Por que eu acredito em Deus
Eu faço esse registro por sugestão de amigos, para raciocinar e, quem sabe, para reunir argumentos que façam alguém mudar de ideia.
Eu não sou uma pessoa religiosa, no sentido prático. Ou seja, apesar de ter sido educado por uma família originalmente católica e com valores católicos, não vou à igreja, não rezo há muitos anos, não sou leitor da Bíblia, não sigo dogmas (conscientemente).
Meu avô era comunista, meu pai gosta de lembrar. E meu pai carregou essa educação materialista consigo, algo bastante explícito nas histórias que ele conta sobre questionamento em relação à Igreja, nos tempos de frequentador, quando jovem. Como bom pernambucano, ele se revoltou. E a Igreja tornou-se um alvo fácil depois que o materialismo deu as caras. Como consequência, a religião entrou na conta, junto com o conceito de Deus.
Não pretendo escrever sobre Igreja ou religião aqui. Inclusive, por ter pouca propriedade e entender que é nesses assuntos que as coisas costumam complicar, gerando a discordância. O foco é Deus mesmo.
Por essas bandas ocidentais, o Deus católico é quem mais sofre. Também faz sentido, porque é o mais representativo. É ele que devo usar como referência principal da análise, ainda que não seja necessariamente sobre ele que estou escrevendo.
Há alguns anos, eu posso dizer que me reconciliei com o mistério. Reconheço o nível de abstração dessa afirmação. Então, tento explicar. Eu fui educado a ser racional. Tenho consciência disso. Meu ensino religioso durou até a quarta série. Depois disso, foi muito materialismo na cabeça. Como consequência, eu desenvolvi uma visão cínica da religião. Lembro que só passei a questionar essa visão quando, em conversas com meu amigo Bruno, uma das pessoas mais inteligentes que conheço e também dos meus poucos amigos praticantes de religião, pude perceber que crença não é sinônimo de ignorância. A forma como ele respondia os meus questionamentos (e do meu irmão Rodolfo, sempre mais afiados), com paciência, clareza e tranquilidade fez muita diferença para mudar minha visão. Ele também nunca tentou nos converter ou algo do tipo. Esse contato foi um grande passo para minha mudança de visão.

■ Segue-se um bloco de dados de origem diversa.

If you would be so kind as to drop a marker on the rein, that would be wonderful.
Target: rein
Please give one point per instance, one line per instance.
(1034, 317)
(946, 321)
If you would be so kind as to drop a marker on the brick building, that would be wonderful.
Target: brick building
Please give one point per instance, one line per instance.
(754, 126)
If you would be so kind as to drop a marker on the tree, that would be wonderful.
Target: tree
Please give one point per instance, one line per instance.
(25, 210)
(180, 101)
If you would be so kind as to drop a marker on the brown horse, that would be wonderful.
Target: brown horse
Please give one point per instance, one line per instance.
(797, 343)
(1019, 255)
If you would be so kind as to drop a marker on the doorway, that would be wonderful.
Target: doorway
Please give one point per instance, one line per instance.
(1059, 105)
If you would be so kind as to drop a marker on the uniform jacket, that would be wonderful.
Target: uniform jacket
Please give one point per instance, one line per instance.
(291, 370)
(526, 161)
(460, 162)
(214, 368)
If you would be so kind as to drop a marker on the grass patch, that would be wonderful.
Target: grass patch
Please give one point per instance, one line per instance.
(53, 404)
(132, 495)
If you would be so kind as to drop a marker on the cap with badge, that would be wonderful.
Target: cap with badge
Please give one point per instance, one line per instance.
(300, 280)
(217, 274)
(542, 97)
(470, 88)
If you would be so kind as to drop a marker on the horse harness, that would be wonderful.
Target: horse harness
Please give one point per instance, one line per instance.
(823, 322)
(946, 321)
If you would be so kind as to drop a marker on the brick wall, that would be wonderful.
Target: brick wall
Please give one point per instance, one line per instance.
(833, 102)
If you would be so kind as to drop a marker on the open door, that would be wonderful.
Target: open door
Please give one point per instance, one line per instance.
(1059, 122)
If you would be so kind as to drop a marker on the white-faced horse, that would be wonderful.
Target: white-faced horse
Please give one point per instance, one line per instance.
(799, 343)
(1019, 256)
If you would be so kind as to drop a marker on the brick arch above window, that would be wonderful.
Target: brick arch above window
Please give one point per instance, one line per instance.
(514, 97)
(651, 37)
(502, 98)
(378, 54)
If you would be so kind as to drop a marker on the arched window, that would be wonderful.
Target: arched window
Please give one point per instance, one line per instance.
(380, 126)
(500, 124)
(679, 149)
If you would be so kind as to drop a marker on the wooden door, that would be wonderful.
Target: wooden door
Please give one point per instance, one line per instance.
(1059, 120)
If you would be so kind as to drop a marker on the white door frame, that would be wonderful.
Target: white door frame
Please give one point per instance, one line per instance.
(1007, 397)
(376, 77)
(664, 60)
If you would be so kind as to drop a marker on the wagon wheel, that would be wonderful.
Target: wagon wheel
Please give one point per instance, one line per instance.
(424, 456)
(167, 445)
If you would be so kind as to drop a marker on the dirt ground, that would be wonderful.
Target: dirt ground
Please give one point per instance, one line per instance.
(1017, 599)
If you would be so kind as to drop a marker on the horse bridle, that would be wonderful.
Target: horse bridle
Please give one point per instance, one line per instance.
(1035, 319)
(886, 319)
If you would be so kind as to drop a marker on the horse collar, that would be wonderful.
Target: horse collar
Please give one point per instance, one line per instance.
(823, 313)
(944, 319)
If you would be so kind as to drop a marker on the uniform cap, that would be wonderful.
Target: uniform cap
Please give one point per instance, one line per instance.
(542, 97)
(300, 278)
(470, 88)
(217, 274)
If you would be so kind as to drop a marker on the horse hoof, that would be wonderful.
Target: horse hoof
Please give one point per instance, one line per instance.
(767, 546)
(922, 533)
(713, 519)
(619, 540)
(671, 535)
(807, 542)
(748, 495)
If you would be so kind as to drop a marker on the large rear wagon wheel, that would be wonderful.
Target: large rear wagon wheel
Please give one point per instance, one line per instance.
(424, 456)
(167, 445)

Foi Bruno que me disse que a fé não é uma questão de razão. Não são a mesma coisa e analisar a fé pela razão não faz sentido (e vice-versa). Esse é um dos maiores problemas que um materialista parece ter quando trata do tema “Deus”. Ele se foca na realidade das histórias e imagens. Então, questiona a forma humana de Deus, sua barba, o tom da sua pele, o fato de que ele mora no céu sentado em seu trono rodeado por anjos e tendo tudo sob controle, foca-se literalmente nas passagens da Bíblia. E até sobre este último caso é interessante de se refletir, porque a literalidade do religioso diverge na essência da literalidade do materialista, afinal, o elemento da fé estará sempre presente no primeiro. Em meio a conceitos pouco claros ou mesmo relativos a depender da posição, será sempre difícil dialogar. Por isso, vou buscar deixar meus conceitos claros por aqui.

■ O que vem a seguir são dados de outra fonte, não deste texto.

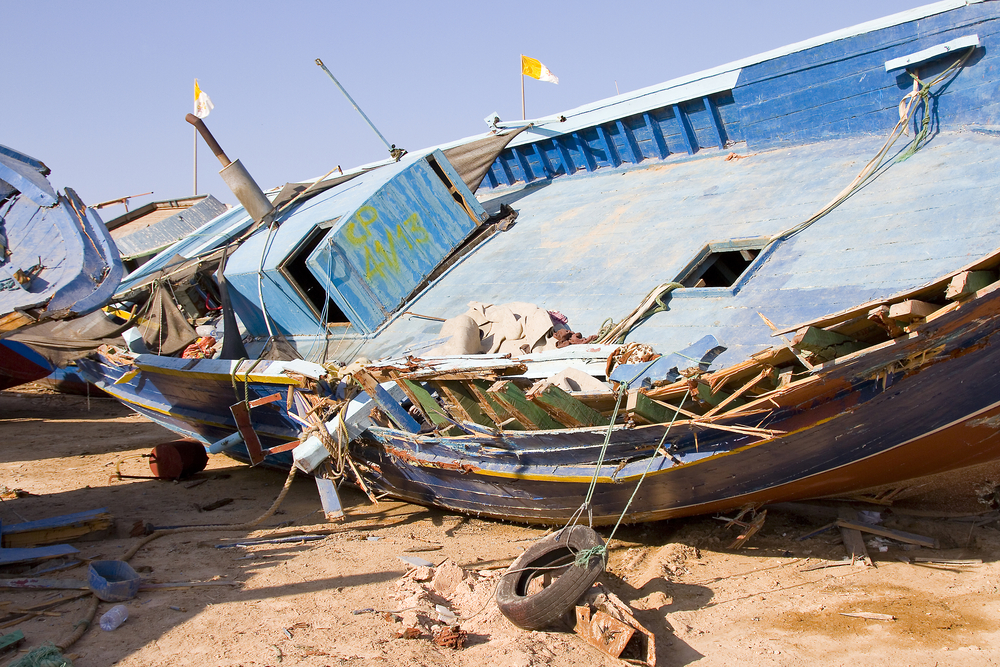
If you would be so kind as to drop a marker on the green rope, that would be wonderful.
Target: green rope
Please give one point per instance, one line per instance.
(246, 381)
(583, 557)
(622, 390)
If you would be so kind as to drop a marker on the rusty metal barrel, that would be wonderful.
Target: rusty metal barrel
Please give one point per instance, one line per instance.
(178, 459)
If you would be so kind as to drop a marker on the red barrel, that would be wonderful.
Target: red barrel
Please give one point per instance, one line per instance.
(178, 459)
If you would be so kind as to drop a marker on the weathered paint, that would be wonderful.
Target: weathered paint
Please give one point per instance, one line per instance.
(54, 239)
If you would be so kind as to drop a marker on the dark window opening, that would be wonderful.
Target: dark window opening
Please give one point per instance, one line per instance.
(305, 283)
(720, 268)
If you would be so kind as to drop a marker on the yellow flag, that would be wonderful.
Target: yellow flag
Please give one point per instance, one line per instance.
(202, 104)
(536, 70)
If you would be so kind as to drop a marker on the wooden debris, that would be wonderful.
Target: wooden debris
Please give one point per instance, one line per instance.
(463, 403)
(853, 541)
(948, 561)
(55, 530)
(452, 637)
(422, 398)
(870, 616)
(409, 633)
(565, 409)
(910, 310)
(749, 527)
(647, 411)
(604, 621)
(603, 631)
(825, 345)
(524, 411)
(11, 641)
(967, 283)
(34, 554)
(880, 316)
(825, 564)
(910, 538)
(34, 582)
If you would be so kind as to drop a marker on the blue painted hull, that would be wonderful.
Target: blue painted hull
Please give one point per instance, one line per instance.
(628, 194)
(876, 419)
(196, 405)
(58, 259)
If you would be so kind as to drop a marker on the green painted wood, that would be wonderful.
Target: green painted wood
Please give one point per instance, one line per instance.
(968, 282)
(420, 396)
(567, 410)
(647, 411)
(463, 401)
(11, 640)
(526, 412)
(825, 345)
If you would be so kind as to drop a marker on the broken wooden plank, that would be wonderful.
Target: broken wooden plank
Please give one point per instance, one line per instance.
(11, 641)
(430, 408)
(493, 408)
(55, 530)
(910, 310)
(853, 541)
(871, 616)
(968, 562)
(400, 417)
(766, 372)
(462, 402)
(823, 344)
(898, 535)
(527, 413)
(647, 411)
(967, 283)
(567, 410)
(54, 584)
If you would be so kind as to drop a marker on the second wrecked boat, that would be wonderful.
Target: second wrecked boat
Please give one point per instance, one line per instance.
(708, 206)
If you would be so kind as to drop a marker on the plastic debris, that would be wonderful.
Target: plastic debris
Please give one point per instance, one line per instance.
(114, 617)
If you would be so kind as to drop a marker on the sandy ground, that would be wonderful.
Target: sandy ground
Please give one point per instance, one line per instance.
(295, 603)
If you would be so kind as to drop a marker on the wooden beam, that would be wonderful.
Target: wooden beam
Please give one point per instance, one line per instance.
(567, 410)
(911, 310)
(824, 344)
(853, 541)
(55, 530)
(386, 402)
(524, 411)
(898, 535)
(462, 402)
(647, 411)
(967, 283)
(428, 406)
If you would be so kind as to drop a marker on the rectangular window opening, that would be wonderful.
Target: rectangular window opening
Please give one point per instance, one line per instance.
(719, 267)
(305, 283)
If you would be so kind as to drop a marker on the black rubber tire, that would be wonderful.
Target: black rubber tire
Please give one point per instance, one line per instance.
(548, 606)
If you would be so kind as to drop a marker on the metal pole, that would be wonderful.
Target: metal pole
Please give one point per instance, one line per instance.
(523, 116)
(355, 105)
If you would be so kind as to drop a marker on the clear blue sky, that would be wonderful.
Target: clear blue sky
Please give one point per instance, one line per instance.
(98, 90)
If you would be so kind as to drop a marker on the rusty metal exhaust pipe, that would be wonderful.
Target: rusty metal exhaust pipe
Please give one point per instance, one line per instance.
(236, 176)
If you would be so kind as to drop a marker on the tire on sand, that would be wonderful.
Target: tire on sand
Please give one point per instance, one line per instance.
(569, 581)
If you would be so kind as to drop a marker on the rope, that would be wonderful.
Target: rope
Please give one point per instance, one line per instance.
(622, 390)
(907, 108)
(233, 377)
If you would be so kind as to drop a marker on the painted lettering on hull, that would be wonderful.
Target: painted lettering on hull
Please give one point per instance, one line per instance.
(382, 254)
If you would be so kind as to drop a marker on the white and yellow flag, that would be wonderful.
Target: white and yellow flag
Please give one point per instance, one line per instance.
(536, 70)
(202, 104)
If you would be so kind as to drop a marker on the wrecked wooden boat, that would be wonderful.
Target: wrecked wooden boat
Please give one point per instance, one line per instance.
(718, 219)
(57, 260)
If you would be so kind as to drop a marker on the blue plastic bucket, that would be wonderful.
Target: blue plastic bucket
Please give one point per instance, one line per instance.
(113, 580)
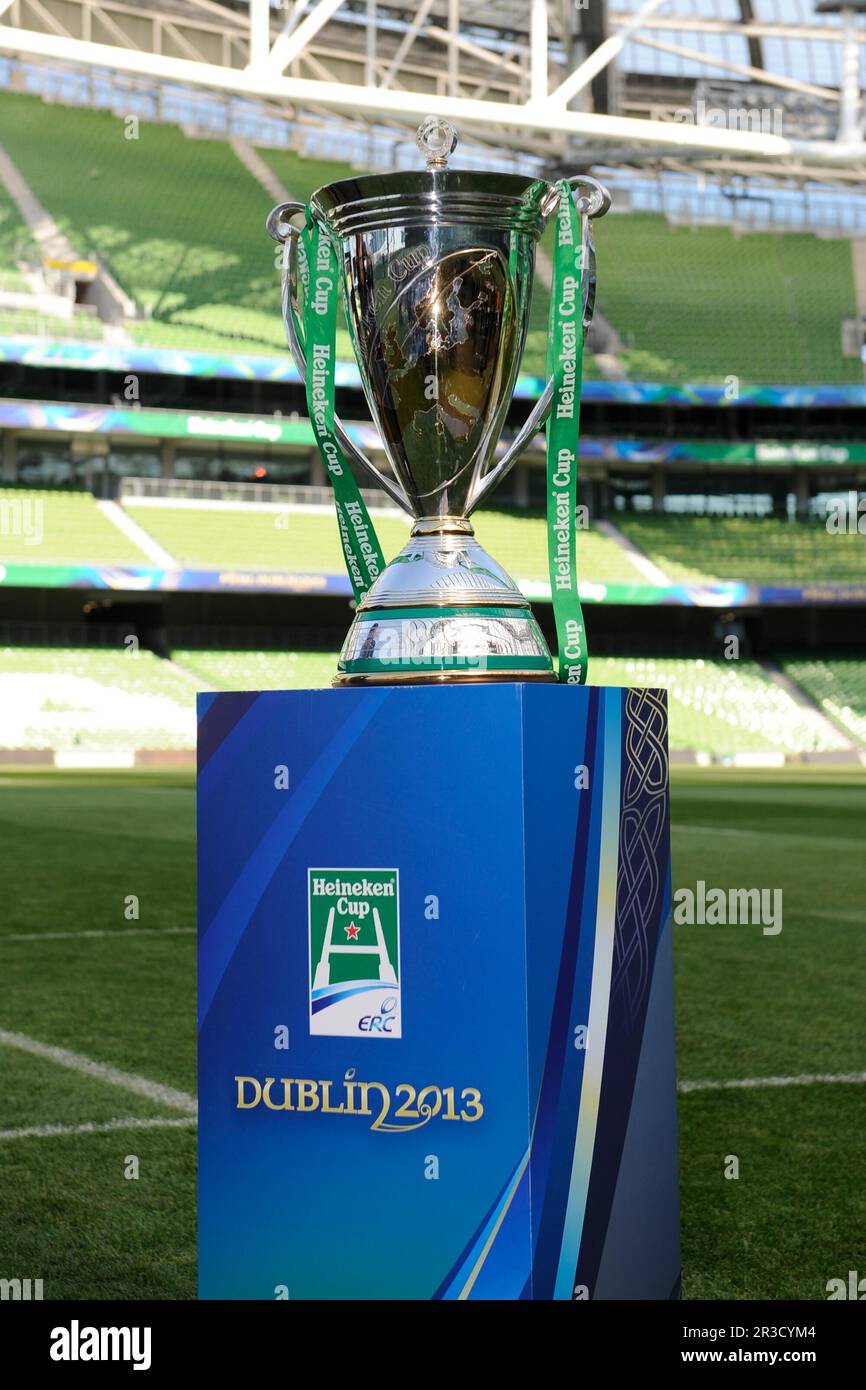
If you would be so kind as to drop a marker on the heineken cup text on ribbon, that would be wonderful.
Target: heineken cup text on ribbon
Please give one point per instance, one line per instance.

Voltamos ao mistério. Anos depois dos debates com Bruno e várias leituras, eu mantinha um desconforto constante em relação às perguntas que a razão não consegue responder. Dentre elas, as mais profundas e inacessíveis, como “por que estamos aqui?”, “qual a missão?”, “pra onde vamos?”, “qual o sentido disso tudo?”. Meu ensino materialista não facilitou as coisas, ainda que eu seja muito grato a ele.

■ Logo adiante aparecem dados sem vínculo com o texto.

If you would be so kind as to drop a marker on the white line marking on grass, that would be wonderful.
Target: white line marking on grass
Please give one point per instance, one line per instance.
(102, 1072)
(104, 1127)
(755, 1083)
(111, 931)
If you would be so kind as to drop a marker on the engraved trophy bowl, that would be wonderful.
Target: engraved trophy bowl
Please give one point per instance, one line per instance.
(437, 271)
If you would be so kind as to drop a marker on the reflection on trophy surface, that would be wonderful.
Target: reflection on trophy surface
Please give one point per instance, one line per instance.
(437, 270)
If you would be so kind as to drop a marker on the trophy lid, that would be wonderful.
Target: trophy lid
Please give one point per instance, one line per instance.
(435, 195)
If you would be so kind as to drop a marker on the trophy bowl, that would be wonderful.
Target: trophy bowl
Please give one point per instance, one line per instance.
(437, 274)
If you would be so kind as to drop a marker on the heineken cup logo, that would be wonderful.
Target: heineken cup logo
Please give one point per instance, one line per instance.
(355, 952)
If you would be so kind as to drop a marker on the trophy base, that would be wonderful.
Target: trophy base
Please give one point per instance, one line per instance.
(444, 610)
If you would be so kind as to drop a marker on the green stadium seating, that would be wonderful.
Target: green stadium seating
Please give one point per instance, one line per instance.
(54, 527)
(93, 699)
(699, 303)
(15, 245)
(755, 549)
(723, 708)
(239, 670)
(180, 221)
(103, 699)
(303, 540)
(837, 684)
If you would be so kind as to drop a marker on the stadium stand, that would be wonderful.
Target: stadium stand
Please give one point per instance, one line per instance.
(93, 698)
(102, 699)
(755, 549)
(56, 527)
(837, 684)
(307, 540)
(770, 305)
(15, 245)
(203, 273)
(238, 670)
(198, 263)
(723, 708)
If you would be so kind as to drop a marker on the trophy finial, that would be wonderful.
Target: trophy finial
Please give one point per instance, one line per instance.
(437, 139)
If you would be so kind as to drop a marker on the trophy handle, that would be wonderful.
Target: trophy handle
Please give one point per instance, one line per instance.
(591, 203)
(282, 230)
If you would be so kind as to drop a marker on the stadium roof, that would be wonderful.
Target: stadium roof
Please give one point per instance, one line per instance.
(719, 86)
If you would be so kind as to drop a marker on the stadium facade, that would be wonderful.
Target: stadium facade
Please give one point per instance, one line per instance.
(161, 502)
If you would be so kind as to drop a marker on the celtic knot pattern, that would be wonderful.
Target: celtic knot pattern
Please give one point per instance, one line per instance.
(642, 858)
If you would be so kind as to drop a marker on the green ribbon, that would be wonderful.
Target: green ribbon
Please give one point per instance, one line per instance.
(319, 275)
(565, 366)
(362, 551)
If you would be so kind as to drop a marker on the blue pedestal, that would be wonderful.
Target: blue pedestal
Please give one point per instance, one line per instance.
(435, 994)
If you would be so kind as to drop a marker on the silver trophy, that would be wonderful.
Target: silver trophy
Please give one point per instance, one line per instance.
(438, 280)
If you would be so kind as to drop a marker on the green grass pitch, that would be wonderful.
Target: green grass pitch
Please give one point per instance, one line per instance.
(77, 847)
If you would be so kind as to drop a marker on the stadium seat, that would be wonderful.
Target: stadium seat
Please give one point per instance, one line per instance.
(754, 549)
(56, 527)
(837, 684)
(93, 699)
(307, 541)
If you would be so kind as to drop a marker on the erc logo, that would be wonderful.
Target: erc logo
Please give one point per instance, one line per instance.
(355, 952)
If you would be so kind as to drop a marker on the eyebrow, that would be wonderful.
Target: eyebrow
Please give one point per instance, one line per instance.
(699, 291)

Entretanto, toda essa informação acumulada ao longo do tempo uma hora bateu aqui na cabeça de um jeito diferente. É difícil explicar, mas minhas experiências de vida, meus contatos pessoais, minhas leituras, enfim, o ser que eu me tornei passou a perceber o mistério como uma qualidade ao invés de uma limitação. E Marina Lima e Antônio Cícero não me deixam mentir. Olha a letra de Charme do Mundo:
Eu tenho febre, eu sei
É um fogo leve que eu peguei
Do mar, ou de amar, não sei
Mas deve ser da idade
Acho que o mundo faz charme
E que ele sabe como encantar
Por isso sou levada, e vou
Nessa magia de verdade
O fato é que sou sua amiga,
Ele me intriga demais
É um mundo tão novo
Que mundo mais louco,
Até mais que eu
É febre, amor,
E eu quero mais,
Tudo o que quero,
Sério,
É todo esse mistério
O charme do mundo é todo esse mistério. E mistério é aquilo que nos move. Algo cuja explicação integral simplesmente não se aplica. Uma origem sem limites, cujas respostas não são apenas difíceis de encontrar, mas diversas. Não à toa, são respostas que, para a mesma pergunta, mudam a depender do lugar e do tempo em que estamos.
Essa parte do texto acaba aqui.